Fetal Heart Rate and Miscarriage: Is There a Link?
Fetal heart rate can offer important clues about your developing baby's health. Dr. Erika Nichelson explains a potential link between fetal heart rate and miscarriage.
The steady thump-thump of your baby's heartbeat is one of the most rewarding and reassuring parts of every ultrasound because it's proof that your pregnancy is going well. So when the fetal heart rate is slower than expected, it's only natural to think the worst.
But are fetal heart rate and miscarriage linked? It's important to note that your baby's heart rate is anything but consistent in the early weeks of gestation. Around 6 to 9 weeks, it can range from 160 to 180 beats per minute. Then, as baby's brain grows, the heart rate gradually drops to 110 to 160 beats per minute until term, says Erika Nichelson, D.O., a board-certified ob-gyn at the Family Childbirth and Children's Center at Mercy Medical Center in Baltimore.
A fetal heart rate that's a week or more behind where it should be based on gestational age could be a temporary blip -- but it may also be a sign that the pregnancy isn't sustainable and a miscarriage is imminent. (Most miscarriages occur in the first seven weeks of pregnancy, and chromosomal abnormalities are generally to blame.) In fact, studies have found that the chance of a miscarriage increases when the baby's heart rate is less than 100 beats per minute at 6.2 weeks gestation or less than 120 beats per minute at 6.3-7 weeks.

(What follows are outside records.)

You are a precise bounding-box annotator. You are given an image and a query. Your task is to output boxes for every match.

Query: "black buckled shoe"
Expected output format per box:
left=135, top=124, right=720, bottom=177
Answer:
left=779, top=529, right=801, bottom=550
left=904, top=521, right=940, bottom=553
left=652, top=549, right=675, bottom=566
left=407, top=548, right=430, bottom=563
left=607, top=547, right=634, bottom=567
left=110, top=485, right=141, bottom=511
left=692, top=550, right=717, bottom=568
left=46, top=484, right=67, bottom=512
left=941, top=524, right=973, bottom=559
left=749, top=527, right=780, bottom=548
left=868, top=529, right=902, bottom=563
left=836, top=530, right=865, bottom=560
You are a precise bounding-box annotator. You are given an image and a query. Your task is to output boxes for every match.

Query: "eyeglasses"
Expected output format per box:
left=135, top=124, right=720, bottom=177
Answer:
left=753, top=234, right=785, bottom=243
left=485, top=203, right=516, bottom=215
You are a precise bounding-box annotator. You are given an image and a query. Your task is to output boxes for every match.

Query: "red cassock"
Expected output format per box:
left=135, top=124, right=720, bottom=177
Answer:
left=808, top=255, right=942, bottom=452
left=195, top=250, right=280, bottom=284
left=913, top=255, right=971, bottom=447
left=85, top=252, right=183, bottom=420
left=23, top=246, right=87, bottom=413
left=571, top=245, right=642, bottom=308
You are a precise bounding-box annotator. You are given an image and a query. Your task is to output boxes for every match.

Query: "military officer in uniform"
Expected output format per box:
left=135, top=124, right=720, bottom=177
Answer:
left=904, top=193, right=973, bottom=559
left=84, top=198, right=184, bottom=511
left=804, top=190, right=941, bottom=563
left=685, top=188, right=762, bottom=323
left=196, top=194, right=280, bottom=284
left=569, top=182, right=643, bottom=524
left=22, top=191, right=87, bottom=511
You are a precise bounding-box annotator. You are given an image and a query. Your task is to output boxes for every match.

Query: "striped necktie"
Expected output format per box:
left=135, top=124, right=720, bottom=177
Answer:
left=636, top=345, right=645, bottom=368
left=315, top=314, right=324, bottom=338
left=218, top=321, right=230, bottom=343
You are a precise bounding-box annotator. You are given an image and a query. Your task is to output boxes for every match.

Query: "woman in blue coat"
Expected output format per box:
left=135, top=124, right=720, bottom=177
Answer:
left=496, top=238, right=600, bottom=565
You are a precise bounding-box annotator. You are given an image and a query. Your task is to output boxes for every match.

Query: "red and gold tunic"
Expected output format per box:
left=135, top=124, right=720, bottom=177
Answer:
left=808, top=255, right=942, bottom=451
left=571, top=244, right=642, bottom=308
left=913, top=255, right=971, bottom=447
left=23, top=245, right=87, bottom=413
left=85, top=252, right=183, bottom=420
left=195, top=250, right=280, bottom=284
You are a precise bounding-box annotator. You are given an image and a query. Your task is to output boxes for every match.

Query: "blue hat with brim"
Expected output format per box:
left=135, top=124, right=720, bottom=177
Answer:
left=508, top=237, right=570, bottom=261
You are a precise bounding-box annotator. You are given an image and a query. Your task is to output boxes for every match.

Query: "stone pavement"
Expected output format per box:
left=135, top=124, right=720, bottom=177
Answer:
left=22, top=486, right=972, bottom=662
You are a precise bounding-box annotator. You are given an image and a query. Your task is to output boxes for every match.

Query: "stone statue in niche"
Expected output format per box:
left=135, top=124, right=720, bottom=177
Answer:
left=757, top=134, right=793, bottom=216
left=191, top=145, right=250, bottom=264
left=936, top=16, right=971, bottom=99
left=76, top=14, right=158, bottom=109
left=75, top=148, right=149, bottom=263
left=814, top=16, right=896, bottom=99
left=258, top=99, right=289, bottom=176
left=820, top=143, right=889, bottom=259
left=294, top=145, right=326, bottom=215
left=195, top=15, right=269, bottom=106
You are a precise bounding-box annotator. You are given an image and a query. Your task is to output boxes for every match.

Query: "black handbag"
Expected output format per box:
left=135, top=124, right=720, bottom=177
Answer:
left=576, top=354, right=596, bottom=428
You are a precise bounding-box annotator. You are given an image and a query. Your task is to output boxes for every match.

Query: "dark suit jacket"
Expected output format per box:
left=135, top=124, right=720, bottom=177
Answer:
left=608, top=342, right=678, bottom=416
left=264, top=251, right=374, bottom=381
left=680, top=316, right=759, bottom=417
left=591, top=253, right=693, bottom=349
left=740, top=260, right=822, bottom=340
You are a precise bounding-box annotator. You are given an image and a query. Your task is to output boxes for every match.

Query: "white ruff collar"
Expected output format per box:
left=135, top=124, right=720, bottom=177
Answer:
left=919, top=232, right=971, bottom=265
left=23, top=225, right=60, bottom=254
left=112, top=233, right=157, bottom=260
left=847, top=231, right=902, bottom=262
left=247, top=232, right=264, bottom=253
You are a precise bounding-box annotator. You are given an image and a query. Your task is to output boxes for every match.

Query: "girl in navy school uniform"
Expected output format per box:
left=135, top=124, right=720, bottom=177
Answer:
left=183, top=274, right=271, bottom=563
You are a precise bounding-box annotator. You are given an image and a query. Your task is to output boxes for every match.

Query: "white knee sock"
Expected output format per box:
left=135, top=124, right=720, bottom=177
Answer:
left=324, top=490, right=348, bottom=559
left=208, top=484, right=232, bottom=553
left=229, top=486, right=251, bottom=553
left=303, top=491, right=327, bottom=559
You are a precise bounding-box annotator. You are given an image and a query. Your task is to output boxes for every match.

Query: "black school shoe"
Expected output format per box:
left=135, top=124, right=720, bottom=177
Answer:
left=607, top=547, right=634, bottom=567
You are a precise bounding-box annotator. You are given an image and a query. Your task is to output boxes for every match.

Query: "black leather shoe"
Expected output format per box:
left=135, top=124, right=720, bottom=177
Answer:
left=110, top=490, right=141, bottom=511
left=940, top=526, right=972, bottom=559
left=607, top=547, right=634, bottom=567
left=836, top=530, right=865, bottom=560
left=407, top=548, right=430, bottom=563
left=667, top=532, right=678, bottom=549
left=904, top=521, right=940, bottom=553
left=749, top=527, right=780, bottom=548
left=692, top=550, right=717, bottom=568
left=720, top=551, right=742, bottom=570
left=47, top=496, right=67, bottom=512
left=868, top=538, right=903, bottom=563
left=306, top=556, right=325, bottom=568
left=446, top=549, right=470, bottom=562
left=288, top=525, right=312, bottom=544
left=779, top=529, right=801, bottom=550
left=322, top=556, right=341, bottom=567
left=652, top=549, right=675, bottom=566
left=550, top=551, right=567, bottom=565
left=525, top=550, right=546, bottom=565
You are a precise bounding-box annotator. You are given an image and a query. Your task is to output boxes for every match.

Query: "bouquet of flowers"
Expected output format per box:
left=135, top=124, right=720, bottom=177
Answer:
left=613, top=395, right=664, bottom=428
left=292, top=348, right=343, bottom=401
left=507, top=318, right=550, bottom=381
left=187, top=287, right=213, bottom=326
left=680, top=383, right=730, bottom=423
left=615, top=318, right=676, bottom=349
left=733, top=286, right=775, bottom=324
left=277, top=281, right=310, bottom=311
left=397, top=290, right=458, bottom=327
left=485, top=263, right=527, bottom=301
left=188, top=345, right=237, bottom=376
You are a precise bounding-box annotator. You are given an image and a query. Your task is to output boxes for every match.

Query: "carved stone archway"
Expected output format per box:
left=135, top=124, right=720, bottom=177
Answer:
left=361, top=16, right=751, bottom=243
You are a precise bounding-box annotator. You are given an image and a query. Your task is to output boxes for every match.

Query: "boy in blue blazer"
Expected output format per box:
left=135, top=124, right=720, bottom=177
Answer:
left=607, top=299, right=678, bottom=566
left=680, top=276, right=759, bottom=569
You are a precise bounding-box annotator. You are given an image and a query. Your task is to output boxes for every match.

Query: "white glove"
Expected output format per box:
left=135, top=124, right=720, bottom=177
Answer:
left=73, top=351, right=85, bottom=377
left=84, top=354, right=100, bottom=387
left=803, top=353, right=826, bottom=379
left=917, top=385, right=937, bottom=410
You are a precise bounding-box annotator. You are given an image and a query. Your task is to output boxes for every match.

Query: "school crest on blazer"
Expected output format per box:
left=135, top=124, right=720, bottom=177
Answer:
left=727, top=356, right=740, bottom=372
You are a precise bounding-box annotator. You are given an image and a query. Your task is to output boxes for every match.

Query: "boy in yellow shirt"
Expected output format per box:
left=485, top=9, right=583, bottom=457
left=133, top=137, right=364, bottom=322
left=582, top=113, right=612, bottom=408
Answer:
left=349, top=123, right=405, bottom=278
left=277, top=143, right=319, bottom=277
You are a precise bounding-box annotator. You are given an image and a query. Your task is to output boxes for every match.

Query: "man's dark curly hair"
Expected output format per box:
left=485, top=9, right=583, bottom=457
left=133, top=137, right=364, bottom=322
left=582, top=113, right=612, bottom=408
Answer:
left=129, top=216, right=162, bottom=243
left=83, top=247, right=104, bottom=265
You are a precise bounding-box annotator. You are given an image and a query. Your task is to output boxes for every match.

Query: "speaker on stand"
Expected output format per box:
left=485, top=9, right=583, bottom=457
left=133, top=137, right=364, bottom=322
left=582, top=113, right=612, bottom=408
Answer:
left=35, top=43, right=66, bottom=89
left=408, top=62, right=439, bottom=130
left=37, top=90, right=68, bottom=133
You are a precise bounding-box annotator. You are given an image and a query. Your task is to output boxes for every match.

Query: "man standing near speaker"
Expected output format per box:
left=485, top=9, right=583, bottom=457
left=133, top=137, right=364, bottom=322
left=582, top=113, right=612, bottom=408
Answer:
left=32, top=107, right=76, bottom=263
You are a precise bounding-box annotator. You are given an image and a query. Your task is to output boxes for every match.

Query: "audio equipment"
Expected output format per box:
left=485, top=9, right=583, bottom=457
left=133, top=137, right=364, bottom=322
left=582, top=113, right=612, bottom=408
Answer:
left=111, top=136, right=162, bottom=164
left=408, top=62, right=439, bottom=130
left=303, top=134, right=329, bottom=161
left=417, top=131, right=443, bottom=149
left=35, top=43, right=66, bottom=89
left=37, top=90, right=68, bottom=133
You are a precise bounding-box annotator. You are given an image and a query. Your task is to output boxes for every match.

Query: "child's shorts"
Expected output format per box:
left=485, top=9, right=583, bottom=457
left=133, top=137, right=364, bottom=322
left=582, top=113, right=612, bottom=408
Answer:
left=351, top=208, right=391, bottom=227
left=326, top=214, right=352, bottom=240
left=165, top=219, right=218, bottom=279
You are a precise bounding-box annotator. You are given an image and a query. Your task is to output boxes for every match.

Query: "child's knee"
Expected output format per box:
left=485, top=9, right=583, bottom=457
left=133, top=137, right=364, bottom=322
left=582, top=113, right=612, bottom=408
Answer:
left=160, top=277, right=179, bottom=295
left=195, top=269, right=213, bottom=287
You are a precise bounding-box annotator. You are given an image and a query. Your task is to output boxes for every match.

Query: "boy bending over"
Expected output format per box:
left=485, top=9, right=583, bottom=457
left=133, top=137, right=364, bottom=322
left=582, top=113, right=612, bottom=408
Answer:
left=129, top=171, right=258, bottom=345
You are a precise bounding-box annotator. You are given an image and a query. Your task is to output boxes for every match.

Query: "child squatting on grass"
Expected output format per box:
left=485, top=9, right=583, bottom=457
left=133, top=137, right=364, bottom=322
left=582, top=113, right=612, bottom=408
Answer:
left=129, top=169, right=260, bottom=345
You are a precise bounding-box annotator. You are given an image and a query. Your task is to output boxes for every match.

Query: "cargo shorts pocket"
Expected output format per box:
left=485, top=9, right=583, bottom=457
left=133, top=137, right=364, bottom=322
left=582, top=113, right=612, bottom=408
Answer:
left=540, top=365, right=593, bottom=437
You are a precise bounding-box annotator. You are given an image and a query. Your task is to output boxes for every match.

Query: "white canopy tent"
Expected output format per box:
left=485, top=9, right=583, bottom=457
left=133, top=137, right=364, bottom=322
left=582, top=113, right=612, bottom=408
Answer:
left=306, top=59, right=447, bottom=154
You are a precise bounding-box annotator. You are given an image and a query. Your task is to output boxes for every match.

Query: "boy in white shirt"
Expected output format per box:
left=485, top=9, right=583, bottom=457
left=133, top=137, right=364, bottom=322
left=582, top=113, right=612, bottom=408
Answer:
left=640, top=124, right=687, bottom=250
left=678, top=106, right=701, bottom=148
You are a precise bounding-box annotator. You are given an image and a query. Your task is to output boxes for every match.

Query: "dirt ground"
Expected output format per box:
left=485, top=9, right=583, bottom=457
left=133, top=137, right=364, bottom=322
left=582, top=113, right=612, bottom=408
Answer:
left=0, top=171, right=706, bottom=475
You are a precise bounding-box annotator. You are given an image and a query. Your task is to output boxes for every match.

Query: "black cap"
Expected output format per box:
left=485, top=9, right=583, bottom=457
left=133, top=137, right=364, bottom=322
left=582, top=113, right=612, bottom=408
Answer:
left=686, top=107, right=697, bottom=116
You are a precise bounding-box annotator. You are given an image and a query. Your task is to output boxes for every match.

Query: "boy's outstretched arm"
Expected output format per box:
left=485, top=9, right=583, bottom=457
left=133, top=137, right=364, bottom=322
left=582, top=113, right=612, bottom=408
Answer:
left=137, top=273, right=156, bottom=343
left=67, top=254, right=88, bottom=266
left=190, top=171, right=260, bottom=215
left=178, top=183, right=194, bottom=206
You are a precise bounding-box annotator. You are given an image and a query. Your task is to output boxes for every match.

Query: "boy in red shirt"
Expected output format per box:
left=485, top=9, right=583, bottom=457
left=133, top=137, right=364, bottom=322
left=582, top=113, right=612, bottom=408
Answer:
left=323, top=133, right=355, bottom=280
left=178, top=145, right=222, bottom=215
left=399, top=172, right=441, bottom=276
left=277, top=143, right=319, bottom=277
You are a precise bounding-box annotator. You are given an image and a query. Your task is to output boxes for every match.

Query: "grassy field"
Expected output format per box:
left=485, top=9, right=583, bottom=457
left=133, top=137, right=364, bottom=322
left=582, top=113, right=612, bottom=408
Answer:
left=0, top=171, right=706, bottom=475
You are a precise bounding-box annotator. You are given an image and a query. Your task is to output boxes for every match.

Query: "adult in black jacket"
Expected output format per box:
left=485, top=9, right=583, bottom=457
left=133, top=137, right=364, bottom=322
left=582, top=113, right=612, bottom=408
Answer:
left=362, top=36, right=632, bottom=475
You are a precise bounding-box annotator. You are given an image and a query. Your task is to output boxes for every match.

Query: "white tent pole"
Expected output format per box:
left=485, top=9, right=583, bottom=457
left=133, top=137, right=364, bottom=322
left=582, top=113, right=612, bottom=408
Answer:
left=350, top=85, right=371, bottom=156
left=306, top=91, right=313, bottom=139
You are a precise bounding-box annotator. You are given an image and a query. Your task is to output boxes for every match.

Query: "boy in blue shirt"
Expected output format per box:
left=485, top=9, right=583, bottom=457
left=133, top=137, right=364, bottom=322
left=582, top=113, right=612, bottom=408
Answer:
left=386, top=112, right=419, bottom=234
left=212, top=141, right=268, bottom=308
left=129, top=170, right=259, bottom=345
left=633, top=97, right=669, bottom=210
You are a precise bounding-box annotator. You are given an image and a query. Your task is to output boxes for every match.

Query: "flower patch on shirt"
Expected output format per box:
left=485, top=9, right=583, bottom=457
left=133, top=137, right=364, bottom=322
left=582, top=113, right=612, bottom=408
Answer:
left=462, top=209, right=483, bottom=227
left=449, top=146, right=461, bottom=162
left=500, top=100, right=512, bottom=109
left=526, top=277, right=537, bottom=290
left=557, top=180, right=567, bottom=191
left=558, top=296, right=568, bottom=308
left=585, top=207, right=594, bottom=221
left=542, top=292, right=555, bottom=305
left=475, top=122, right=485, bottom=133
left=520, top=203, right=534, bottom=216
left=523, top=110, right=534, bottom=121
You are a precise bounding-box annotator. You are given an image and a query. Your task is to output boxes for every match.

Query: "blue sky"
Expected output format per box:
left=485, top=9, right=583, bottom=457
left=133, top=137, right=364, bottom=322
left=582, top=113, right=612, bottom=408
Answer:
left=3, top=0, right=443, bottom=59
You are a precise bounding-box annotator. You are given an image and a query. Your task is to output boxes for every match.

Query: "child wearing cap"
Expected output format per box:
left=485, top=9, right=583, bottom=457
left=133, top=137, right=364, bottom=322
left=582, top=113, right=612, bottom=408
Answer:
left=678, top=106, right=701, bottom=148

Still, most doctors avoid declaring a miscarriage based on one fetal heart rate taken during one ultrasound. Instead, your ob-gyn will likely keep a close eye on how your baby is developing. She may do a follow-up ultrasound or, if it's early in the first trimester, check your human chorionic gonadotropin (hCG) levels within 48 to 72 hours to make sure they're increasing properly. She may also repeat another ultrasound a week or so later. "Usually, you have an idea where things are headed at that point," Dr. Nichelson says. If the fetal heart rate bounces back and hCG levels rise normally, your doctor will likely give you the "all clear" signal.
Though the wait between tests can feel like an eternity for concerned moms-to-be, it's precious time for your health care provider to figure out exactly what's going on with your baby. Rest assured that chances are your pregnancy will continue to progress normally. In fact, in pregnancies where the fetal heartbeat is detected, there's only a 1 percent chance of miscarriage between weeks 6 and 11.